Why B is Wrong: Classification involves categorizing data by its sensitivity level such as public, internal, confidential, or restricted. While it identifies which data requires protection, classification alone does not transform or obscure the sensitive values in chatbot outputs.

Why C is Wrong: Data minimization is a privacy principle that limits data collection to only what is necessary for the specified purpose. While valuable as a design principle when building the RAG knowledge base, it is a data governance strategy rather than a technical output control that can be applied to mitigate existing PHI disclosure in chatbot responses.

Why D is Wrong: Normalization is a data processing technique that scales numerical values to a standard range or standardizes data formats. It is a preprocessing step for improving model training efficiency, not a data protection technique for preventing patient information disclosure in AI outputs.

Basic Concept: Data integrity ensures that data has not been tampered with, corrupted, or modified during storage or transmission. For AI training data that is procured from external sources, cryptographic integrity verification is essential to confirm the data arrived unmodified. CompTIA SecAI+ Study Guide covers data integrity controls for AI data pipelines.

Why A is Correct: Implementing checksums provides cryptographic verification of data integrity. A checksum or hash value such as SHA-256 is computed from the dataset at the source. The receiver computes the same hash and compares it to the provided value. Any modification to the data during transit or storage will produce a different hash, immediately detecting tampering or corruption. This is the most reliable, automated, and scalable strategy for ensuring the integrity of procured training data.

Why B is Wrong: Human evaluation can verify data quality and relevance but is impractical for verifying integrity across large datasets of medical records. Human reviewers cannot detect subtle bit-level corruption or intentional small modifications, and the process is not scalable.

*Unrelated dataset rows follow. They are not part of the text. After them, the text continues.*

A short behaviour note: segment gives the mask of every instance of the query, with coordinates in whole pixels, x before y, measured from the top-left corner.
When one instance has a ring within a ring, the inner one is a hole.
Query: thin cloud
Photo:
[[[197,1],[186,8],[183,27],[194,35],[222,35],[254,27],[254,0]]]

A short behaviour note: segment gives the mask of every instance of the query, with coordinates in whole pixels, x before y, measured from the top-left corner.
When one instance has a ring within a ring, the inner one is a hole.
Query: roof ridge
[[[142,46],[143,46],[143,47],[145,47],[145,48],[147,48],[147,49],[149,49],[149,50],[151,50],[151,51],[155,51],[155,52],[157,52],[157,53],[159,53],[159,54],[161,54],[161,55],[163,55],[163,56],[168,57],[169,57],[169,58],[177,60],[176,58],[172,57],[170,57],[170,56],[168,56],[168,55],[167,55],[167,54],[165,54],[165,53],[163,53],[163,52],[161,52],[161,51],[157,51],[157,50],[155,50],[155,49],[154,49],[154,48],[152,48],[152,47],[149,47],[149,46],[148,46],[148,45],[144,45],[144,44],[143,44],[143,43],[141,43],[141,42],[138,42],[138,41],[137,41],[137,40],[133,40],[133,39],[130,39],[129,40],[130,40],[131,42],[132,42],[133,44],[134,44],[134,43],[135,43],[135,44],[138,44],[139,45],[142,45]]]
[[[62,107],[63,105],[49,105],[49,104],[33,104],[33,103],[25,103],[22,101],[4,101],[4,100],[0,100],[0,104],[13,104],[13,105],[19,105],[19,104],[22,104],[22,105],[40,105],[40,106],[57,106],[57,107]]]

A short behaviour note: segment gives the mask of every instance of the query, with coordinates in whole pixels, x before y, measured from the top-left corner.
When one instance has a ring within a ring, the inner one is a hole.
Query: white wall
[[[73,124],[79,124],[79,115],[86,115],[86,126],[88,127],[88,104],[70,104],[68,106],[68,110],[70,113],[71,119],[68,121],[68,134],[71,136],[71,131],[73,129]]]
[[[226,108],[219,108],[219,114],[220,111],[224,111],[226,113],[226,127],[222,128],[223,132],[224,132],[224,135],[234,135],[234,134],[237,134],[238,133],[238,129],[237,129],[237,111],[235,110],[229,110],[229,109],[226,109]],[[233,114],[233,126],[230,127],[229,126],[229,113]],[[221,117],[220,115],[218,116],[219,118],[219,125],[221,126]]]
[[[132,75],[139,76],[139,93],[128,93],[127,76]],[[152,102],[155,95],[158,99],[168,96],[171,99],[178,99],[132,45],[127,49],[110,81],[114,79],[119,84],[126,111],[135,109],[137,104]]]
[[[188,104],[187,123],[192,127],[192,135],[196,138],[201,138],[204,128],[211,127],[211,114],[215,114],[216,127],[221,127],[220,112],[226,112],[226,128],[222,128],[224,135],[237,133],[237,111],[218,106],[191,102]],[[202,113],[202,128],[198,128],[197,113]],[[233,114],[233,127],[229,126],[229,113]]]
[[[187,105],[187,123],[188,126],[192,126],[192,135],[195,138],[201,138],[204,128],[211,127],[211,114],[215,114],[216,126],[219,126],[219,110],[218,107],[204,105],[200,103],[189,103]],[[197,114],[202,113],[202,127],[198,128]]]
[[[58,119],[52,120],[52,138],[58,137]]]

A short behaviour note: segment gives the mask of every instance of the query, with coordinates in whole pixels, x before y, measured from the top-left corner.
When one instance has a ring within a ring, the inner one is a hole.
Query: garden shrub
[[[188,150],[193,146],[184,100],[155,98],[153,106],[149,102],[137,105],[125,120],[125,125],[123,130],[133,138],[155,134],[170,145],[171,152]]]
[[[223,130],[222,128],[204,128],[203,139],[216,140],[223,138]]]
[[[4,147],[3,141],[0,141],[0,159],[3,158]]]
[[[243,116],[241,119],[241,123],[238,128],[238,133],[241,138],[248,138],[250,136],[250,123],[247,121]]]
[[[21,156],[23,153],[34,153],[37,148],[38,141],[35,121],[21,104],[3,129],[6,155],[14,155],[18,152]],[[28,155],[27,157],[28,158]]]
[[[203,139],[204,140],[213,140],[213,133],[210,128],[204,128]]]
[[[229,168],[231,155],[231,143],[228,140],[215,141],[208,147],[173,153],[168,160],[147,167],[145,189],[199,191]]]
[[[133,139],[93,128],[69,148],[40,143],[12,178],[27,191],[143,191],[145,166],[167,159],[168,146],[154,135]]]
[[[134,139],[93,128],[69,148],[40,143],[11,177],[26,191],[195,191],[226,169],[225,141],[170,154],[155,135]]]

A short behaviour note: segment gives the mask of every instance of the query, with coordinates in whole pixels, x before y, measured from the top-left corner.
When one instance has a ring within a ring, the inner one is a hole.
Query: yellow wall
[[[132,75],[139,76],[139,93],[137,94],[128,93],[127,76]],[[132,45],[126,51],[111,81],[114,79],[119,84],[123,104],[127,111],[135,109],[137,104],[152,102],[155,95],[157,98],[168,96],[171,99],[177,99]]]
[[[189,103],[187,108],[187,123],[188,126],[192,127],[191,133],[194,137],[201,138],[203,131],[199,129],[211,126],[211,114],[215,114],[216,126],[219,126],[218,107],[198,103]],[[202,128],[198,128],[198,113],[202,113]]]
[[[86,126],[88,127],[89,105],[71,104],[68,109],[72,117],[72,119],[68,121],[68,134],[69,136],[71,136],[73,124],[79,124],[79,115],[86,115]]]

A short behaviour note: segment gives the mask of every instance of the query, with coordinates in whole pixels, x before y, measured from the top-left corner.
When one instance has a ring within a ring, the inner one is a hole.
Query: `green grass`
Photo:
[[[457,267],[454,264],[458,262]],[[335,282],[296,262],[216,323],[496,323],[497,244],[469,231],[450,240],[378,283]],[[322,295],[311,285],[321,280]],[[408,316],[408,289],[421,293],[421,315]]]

Why C is Wrong: Querying the model tests model performance rather than verifying the integrity of the underlying training data. The model cannot tell you whether its training data was modified after collection or during procurement.

Why D is Wrong: Log monitoring tracks system activities and events over time. While useful for auditing access to data, it cannot retroactively confirm that data content has not been modified and does not provide cryptographic integrity guarantees.